Unfortunately, this isn't the age of Apollo, which inspired a bumper crop of engineers and scientists. We are not prepared to solve those problems as rapidly as we should, or to create the new technologies that will form the basis of next-generation prosperity. Without the educated scientists and engineers, it will simply not happen. Without prepared K-12 students, it is even less likely. Fewer than 50 percent of our state's high-school students are meeting science and math standards.

Washington state ranks nearly last among all states in the amount of science taught in the fourth grade: 20 percent of the teachers teach less than one hour per week. Consider that the United States now ranks 22nd among all nations in science and math scores, and that Washington state — though it ranks fourth among states in the demand for engineers — ranks 33rd in the production of engineers.

Other nations in Asia as well as India are graduating many more engineers than all of Canada and the United States combined. This is not the equation for solving our state or national challenges — or creating a future of prosperity.

Let us set a goal: to make Washington state No. 1 in math and science in the nation within 10 years, and that these scores exceed even those of the highest-rated nations internationally.

Teamwork, difficult decisions and commitment will be required of all our leaders to achieve this goal — especially as we set priorities in this economic climate. The solution stool has many legs: teachers, parents, government agencies, nonprofits and policymakers.
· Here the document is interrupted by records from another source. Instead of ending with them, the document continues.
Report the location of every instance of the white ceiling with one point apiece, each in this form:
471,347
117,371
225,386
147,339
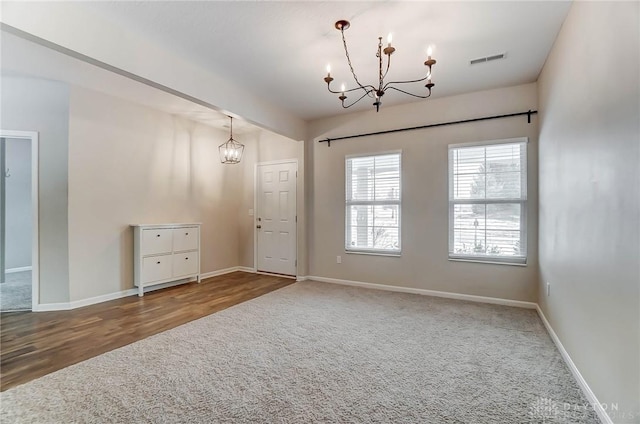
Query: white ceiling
279,50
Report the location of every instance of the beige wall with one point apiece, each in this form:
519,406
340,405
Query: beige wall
37,105
589,191
265,146
130,164
424,262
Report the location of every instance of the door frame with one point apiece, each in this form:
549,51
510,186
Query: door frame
255,207
33,137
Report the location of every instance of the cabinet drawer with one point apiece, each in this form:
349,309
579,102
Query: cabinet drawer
185,239
156,268
156,241
185,264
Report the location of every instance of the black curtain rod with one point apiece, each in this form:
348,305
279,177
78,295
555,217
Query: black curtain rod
442,124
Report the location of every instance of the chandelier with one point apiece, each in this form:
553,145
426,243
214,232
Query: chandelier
377,91
231,151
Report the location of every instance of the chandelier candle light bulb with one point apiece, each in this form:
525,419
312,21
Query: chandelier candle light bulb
377,90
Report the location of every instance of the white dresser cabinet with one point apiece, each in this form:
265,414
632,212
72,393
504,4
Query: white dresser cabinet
164,253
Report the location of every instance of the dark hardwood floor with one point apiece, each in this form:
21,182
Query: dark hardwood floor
34,344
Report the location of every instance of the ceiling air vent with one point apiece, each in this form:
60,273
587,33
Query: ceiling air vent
487,58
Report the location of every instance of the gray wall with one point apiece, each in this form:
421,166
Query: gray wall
424,262
18,204
37,105
589,191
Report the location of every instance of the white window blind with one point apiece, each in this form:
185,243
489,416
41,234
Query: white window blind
373,195
488,201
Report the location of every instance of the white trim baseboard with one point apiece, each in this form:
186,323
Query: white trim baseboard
19,269
227,271
246,269
591,397
448,295
65,306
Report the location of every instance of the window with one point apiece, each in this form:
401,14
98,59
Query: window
373,196
488,201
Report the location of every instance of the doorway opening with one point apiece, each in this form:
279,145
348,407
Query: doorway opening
19,276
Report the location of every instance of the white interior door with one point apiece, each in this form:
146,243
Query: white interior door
276,218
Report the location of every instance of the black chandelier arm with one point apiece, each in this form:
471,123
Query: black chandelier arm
387,85
367,88
361,97
411,94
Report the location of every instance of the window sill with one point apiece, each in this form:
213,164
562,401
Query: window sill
370,253
488,261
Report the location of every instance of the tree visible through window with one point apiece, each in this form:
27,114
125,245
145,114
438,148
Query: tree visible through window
487,201
373,203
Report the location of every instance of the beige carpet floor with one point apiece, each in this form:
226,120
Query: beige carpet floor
316,352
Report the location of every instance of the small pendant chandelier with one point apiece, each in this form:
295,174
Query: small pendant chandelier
231,151
378,89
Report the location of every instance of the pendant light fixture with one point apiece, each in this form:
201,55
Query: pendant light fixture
231,151
378,89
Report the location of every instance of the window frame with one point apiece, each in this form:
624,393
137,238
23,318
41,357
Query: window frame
522,201
348,203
Each day we delay, is a day that other 9-year-old boys or girls may see their dreams slip from their grasp and the nation loses the benefit of their talents.

While the major decisions are being made, there is much we can do now. We can provide students with "hands on" opportunities for science and math experiences at our STEM-related cultural institutions, we can support school science fairs and provide competitive challenges, we can provide professional math and science development to teachers, we can educate parents about STEM careers, and we can provide positive media exposure to the scientists and engineers who work in our communities every day.

There are many organizations within Washington, including museums and science centers that represent the Informal Science Education sector, that are poised to support this goal. If not now, when?

Bonnie Dunbar is president and CEO of The Museum of Flight. She is a retired NASA astronaut.